SARAH YORO | staff writer
In 2008, APU received a $193,364 grant for beverage recycling in campus living areas from California’s Department of Conservation. Last week, the state pulled all recycling grants due to the budget cut resulting in a postponement of the new recycling program.
“We were initially told that the state would not be able to fund any projects from March until August,” Assistant Director of Environmental Stewardship Toney Snyder said. “Then, I was called the following week and now they’re saying, ‘We don’t even know if we can pay you in August.’”
Although Facilities Management is collecting the recycling bins previously distributed to students, Snyder is hoping the program will start up again.
“We have probably $180,000 left to spend on our grant. The state has every intention of allowing us to continue [the program] once they get their finances in order, but they don’t know when that will be,” Snyder said. “So, I wouldn’t say the program is canceled, it’s really postponed.”
The program, which cashes in recycled materials, earned $643 in its first month. According to Snyder, the custodian who collected the bins each week estimated less than half of the students were participating.
According to Snyder, the recycling proceeds are going back into the program budget and towards an APU scholarship for an Azusa resident.
“What I’ve been doing is taking a portion of that money and giving it to an APU scholarship. Some of the money is going back into our budget so we can continue things like this, but we have been donating some of the money,” Snyder said. “I’m open in the future, if we can get this program rolling again, to get some of the money for other causes.”
In addition to recycling bottles and cans, Snyder and the environmental club started recycling white paper in an effort to reduce waste expenses for the university.

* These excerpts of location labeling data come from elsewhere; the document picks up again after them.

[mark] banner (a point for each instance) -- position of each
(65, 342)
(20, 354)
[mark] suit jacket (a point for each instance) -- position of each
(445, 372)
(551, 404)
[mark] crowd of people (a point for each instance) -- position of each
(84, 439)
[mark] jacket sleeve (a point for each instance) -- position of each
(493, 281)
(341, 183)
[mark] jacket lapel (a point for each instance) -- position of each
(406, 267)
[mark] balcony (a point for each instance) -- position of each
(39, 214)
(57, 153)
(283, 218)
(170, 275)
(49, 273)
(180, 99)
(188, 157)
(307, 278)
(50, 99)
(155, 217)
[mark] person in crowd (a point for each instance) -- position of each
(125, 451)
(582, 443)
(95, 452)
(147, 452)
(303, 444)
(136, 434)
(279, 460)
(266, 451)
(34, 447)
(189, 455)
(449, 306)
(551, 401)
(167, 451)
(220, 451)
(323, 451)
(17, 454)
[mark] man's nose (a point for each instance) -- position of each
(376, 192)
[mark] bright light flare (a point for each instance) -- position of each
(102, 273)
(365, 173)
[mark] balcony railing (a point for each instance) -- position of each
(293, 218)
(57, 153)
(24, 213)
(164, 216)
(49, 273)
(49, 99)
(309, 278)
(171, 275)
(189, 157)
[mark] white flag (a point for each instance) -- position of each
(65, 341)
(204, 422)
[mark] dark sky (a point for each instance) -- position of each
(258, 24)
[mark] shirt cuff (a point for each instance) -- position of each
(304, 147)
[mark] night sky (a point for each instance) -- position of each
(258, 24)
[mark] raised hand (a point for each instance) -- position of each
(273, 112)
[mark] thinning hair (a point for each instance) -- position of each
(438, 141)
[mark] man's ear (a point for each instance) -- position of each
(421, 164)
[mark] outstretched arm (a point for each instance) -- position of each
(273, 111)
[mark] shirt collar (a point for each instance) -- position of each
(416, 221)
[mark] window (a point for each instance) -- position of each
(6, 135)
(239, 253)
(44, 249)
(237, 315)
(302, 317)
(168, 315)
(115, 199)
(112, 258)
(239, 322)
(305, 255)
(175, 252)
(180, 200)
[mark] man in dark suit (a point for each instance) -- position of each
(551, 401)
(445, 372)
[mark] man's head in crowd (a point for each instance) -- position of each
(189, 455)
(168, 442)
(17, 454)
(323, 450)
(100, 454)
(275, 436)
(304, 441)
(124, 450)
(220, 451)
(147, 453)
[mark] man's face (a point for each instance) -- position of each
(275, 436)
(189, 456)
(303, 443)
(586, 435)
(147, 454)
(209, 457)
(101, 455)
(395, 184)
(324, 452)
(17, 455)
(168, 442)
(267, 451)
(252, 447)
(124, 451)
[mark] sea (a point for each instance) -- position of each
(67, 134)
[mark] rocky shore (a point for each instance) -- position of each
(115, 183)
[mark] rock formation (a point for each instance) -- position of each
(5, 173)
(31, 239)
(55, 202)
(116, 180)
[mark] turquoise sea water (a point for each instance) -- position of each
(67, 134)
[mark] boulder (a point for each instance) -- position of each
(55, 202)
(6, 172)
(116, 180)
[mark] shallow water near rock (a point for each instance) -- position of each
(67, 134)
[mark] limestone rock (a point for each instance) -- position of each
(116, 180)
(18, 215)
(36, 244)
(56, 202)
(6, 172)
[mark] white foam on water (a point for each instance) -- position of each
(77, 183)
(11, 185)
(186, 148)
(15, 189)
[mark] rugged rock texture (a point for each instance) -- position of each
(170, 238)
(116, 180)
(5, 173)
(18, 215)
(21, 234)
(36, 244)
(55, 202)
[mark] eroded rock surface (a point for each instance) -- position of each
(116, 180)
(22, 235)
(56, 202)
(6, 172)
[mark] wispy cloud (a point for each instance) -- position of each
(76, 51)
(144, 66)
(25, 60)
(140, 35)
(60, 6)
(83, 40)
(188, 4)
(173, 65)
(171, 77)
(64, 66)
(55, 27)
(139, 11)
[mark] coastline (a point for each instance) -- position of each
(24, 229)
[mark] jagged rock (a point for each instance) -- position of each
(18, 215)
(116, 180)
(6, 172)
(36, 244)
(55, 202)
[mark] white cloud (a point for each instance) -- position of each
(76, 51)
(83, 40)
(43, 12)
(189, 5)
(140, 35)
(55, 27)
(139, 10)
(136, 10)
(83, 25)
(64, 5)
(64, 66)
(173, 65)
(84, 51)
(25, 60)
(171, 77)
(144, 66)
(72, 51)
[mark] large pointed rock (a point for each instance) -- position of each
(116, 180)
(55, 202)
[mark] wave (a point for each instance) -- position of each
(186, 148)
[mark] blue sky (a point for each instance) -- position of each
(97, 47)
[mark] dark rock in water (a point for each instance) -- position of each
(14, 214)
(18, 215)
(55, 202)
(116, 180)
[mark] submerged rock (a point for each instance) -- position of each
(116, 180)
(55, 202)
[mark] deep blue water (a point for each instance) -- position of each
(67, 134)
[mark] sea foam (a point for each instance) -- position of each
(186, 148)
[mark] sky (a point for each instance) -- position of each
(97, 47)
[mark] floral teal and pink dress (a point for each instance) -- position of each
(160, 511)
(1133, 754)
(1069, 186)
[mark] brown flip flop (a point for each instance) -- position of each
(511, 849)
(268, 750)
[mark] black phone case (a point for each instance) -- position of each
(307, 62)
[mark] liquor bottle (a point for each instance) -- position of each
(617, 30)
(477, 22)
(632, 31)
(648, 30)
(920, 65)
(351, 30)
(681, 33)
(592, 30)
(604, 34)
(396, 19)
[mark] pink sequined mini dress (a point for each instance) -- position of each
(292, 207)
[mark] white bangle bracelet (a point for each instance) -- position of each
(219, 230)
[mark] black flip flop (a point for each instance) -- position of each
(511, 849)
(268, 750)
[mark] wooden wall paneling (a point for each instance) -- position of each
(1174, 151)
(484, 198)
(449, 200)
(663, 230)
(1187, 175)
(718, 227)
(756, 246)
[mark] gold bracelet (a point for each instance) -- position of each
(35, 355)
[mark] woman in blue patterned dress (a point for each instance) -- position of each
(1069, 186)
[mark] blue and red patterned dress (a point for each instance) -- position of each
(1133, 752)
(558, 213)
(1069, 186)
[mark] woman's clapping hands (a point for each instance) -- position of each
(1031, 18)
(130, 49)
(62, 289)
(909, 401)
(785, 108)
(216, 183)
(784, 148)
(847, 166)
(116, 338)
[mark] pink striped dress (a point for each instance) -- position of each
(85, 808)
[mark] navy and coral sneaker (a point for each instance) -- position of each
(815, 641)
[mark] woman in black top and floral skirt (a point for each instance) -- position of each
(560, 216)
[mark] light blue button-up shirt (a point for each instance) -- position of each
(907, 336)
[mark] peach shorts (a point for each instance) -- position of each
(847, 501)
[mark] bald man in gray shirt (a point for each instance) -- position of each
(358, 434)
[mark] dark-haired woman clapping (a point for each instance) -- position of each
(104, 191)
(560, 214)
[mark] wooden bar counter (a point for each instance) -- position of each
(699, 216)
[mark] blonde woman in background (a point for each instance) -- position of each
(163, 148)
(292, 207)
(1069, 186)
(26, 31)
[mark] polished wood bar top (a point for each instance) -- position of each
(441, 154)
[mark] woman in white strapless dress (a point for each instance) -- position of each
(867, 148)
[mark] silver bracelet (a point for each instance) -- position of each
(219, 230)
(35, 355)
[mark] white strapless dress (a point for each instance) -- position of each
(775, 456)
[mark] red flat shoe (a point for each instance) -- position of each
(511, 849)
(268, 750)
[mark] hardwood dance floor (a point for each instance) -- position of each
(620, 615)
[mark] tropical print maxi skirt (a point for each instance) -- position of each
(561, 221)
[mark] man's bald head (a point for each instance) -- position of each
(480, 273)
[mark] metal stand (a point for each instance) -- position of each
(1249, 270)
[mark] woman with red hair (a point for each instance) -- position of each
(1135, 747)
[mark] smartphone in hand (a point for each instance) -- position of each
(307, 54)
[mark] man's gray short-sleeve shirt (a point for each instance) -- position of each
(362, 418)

“I have six students that are volunteering their time from the environmental club and they’re collecting white paper from the offices. The state has not authorized us; they won’t pay for white paper recycling, only bottles and cans,” Snyder said. “[Last Wednesday] we just made our first bale of solid white paper that was collected from the offices. Now that it’s in a bale-form, it has dollar value to it.”
Prior to this effort, white paper was thrown into the Athens mobile garbage bins.
Currently, there are 40 Athens mobile garbage bins on campus, costing the university $3,000 each, annually.
By recycling white paper through bales, the school can reduce the amount of mobile garbage bins needed on campus.
According to students, the recycling program is important because it helps them do their part in taking care of the environment.
“I think recycling is important because it’s the process of renewing resources that our country demands over and over again,” junior sociology major Katherine Rogers said. “I am actually used to [recycling] being a law, because I’m from Seattle. It’s strange to me that it’s not a requirement here and you can personally get refunded for recycling.”
From the initial state grant, APU invested $13,000 on the blue recycling containers dispersed to students in on-campus living areas. Due to the postponement, students need to return their blue recycling bins to their Resident Advisors.
“Everyone on my hall in Trinity used [the recycling bins],” freshman applied exercise science major Alexa Douglas said. “I don’t understand why [the state] would take away funding like that. It raises money for our school and it also helps our earth.”
If the recycling program does not re-gain state funding, Snyder intends to ask students to be the driving force of the program.
“If the state does not reactivate the funding by fall, I’m going contact the student body and request help,” Snyder said. “If the state doesn’t reactivate it, the students are my manpower.”